Former teachers and educators swept the Austin ISD school board races
All five candidates elected to the Austin ISD board of trustees on Tuesday have worked in public education, and four are former district employees.
The head of a union that represents AISD employees said the value of having trustees who used to be teachers and school employees cannot be overstated.
“School boards are to give guidance to the administration and to set policy around school issues," Ken Zarifis, president of Education Austin, said. "There’s no better way of knowing how that works than having worked within the system itself.”
His group endorsed all five of the candidates who scored resounding wins in the election. He expects the newly elected trustees’ firsthand experience in the classroom to shape how they develop policy, especially as the district continues to recover from the COVID-19 pandemic.
“When you have a teacher that came out of the pandemic like Andrew [Gonzales] that understands the present-day pressures of teaching right now at this time, there is no greater value that we could have on the board than that experience helping to inform decision-making and policy development,” he said.
Gonzales, a former Austin ISD teacher, defeated current School Board President Geronimo Rodriguez with 66% of the vote to represent District 6 in Central South Austin. He is one of roughly 2,100 employees who resigned from the district after the last school year.

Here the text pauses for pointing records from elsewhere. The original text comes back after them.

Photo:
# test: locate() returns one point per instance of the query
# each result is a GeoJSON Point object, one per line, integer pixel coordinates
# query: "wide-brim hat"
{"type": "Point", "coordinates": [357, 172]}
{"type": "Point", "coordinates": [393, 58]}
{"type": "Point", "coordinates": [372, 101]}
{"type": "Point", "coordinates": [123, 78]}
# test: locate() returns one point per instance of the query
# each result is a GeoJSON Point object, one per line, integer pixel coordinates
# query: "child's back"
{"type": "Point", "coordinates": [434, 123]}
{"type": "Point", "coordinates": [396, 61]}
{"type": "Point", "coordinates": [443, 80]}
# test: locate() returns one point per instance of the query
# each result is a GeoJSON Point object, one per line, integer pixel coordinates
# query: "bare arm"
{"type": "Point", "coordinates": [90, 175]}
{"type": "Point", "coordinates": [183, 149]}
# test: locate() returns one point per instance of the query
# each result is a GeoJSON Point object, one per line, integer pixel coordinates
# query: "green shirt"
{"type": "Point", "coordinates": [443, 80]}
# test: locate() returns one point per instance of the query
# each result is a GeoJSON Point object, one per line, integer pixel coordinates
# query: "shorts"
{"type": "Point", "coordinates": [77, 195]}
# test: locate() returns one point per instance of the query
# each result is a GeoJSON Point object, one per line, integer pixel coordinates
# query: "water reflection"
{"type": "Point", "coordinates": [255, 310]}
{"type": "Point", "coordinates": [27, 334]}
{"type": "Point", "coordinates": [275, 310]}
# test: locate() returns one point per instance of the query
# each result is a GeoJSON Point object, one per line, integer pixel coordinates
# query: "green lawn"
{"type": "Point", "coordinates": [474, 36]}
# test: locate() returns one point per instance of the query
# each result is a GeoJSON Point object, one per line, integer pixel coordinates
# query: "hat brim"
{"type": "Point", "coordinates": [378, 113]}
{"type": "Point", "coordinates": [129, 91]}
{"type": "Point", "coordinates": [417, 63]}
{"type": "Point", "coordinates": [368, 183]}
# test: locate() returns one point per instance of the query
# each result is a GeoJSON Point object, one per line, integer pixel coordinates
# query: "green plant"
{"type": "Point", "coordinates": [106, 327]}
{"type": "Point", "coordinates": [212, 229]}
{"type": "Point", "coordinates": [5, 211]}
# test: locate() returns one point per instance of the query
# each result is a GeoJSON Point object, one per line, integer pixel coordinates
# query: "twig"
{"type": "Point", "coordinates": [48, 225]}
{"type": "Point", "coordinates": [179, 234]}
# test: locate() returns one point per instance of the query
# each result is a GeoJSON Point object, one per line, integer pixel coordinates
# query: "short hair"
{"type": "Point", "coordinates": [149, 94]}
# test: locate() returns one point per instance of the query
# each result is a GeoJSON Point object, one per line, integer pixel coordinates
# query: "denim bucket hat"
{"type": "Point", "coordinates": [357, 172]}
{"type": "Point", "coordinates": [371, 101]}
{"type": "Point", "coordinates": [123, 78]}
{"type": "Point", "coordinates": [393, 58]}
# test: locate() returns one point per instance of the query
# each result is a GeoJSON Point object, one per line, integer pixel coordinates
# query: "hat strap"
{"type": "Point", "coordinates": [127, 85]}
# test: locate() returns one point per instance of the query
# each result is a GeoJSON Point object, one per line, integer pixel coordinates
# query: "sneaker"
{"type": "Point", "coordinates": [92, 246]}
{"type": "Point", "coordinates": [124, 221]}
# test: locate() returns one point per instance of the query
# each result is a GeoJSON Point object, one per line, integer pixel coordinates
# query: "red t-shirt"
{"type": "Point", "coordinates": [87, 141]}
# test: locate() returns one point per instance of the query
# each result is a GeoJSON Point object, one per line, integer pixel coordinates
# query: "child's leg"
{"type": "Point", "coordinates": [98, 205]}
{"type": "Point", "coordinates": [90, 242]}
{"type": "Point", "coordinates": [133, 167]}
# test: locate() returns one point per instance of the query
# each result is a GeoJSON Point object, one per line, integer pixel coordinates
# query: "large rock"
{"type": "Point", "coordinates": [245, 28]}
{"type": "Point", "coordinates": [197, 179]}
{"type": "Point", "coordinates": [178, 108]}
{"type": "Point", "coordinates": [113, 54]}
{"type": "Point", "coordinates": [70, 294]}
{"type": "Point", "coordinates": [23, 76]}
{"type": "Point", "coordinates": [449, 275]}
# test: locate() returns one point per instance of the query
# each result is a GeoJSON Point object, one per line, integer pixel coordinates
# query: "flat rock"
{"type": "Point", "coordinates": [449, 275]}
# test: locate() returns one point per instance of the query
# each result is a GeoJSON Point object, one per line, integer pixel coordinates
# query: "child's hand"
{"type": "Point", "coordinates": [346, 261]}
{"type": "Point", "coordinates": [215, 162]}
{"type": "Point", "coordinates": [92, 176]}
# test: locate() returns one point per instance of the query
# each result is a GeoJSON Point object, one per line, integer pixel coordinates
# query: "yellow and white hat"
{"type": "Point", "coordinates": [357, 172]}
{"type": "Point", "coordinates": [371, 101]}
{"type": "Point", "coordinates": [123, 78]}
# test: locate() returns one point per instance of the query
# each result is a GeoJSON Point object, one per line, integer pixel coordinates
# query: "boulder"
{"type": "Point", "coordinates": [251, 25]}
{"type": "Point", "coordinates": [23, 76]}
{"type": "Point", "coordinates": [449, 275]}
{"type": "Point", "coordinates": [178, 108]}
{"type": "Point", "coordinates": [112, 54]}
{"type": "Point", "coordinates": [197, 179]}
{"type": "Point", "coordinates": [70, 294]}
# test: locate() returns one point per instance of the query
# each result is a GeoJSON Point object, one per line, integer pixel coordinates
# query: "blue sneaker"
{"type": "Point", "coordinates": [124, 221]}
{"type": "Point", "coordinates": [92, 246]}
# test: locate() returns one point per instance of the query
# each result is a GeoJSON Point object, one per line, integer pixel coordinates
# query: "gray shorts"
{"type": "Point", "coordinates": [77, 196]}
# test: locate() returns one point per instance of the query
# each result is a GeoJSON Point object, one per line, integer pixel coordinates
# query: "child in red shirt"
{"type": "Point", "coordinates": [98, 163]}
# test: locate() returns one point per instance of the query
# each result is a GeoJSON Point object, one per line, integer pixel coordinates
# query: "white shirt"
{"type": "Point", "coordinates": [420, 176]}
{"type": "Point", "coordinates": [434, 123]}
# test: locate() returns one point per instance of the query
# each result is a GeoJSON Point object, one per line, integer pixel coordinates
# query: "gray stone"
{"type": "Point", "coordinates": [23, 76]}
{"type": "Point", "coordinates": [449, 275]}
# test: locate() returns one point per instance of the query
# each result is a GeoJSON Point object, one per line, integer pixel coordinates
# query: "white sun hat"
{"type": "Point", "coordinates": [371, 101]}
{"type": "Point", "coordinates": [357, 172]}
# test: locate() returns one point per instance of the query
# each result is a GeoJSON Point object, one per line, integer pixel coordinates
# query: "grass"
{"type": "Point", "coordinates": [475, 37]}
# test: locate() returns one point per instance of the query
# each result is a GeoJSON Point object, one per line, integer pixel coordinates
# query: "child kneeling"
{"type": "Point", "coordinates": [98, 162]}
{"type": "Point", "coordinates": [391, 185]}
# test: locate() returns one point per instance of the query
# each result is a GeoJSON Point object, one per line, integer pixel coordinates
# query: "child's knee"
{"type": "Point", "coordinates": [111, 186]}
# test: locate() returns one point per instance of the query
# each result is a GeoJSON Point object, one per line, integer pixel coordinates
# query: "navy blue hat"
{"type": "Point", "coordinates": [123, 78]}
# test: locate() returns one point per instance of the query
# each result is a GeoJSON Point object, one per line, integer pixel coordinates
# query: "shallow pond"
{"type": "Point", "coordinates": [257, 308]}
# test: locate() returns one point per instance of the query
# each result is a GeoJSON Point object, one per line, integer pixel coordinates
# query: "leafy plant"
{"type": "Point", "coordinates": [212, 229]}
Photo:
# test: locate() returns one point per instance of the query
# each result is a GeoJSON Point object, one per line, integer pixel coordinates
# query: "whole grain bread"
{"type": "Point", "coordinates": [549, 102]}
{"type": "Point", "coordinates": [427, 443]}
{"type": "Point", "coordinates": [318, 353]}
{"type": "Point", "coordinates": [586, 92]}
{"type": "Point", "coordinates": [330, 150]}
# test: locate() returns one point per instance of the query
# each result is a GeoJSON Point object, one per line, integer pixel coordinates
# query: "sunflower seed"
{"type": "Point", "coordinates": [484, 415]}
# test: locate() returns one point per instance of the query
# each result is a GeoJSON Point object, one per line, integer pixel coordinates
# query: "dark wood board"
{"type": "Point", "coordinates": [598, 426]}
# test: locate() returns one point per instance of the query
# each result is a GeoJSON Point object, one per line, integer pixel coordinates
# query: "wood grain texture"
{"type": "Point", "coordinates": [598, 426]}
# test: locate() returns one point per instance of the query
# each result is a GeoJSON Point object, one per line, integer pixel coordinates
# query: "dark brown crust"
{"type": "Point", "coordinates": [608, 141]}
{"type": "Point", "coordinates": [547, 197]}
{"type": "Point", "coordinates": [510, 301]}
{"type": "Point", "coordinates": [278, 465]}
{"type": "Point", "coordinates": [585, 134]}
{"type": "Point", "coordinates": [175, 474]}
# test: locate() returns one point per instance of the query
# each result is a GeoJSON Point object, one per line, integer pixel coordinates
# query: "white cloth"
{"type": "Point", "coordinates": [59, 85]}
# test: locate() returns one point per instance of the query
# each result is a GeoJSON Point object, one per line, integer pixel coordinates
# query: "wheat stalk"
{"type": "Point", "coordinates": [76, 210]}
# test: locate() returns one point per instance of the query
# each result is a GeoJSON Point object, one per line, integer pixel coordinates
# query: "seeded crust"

Ahead of the election, Gonzales told KUT that one of the reasons he decided to run is that he saw a disconnect between what the board was trying to do and how that played out in the classroom.
“As a teacher, in the classroom recently, I would watch board meetings sometimes and it would be frustrating to me,” he said. “I feel like sometimes the board would ask good questions and approach subjects with good intentions but that there was much information they were missing from the implementation of the policies they were discussing.”
“We’ve got skin in the game. That’s amazing. We don’t want to just make it better because it’s a good idea; we want to make it better selfishly for our own children."Candace Hunter, Austin ISD trustee-elect
Candace Hunter, another former Austin ISD teacher, won the election to represent District 1 in East Austin with 64% of the vote. She said she thinks the district now has a board that knows what teachers are going through.
“And because so many of us are parents and actually have children enrolled in AISD — we know what parents are going through," she said. "So we actually get to look at this from both sides."
Hunter added that it gives new trustees a major stake in how Austin ISD is doing.
“We’ve got skin in the game. That’s amazing. We don’t want to just make it better because it’s a good idea; we want to make it better selfishly for our own children,” she said.
Similar to Gonzales and Hunter, Board Secretary Arati Singh sees the newly elected trustees’ experience in public education as a significant strength.
“One of the big things that AISD talks about in our social emotional learning curriculum is empathy, and it applies not only to students and teachers, but to the board as well,” said Singh, who holds the at-large seat in Place 9. “And I think having so many teachers on our board … is going to provide the empathy to create policy that is truly going to be impactful for our teachers and our staff.”
Singh defeated challenger Heather Toolin to win reelection with 67% of the vote.
The other winners on Tuesday were Kathryn Whitley Chu in District 4 and David Kauffman in District 7. Kauffman, who ran unopposed, used to be an Austin ISD principal and the executive director of multilingual education.
Whitley Chu has taught in Austin ISD and Round Rock ISD schools. With nearly 71% of the vote, she defeated Clint Small, whose father and grandfather had been presidents of the Austin ISD school board. Whitley Chu also used to be a member of Education Austin, as were Hunter and Gonzales.
The new school board members are expected to be sworn in next month. One of their first jobs will be hiring a new interim superintendent to replace Anthony Mays. He is leaving at the end of the semester to become superintendent of Alief ISD in Houston. They will then start the search for the district’s next permanent superintendent.
Zarifis said once again, the trustees’ experience in public education will play a key role in who they hire to lead Austin ISD.
“I believe this new board will make labor and how a potential superintendent works with employees throughout the district an absolute priority in the hiring process,” he said. “Not a supplemental issue, not a marginal issue, but one of the core issues.”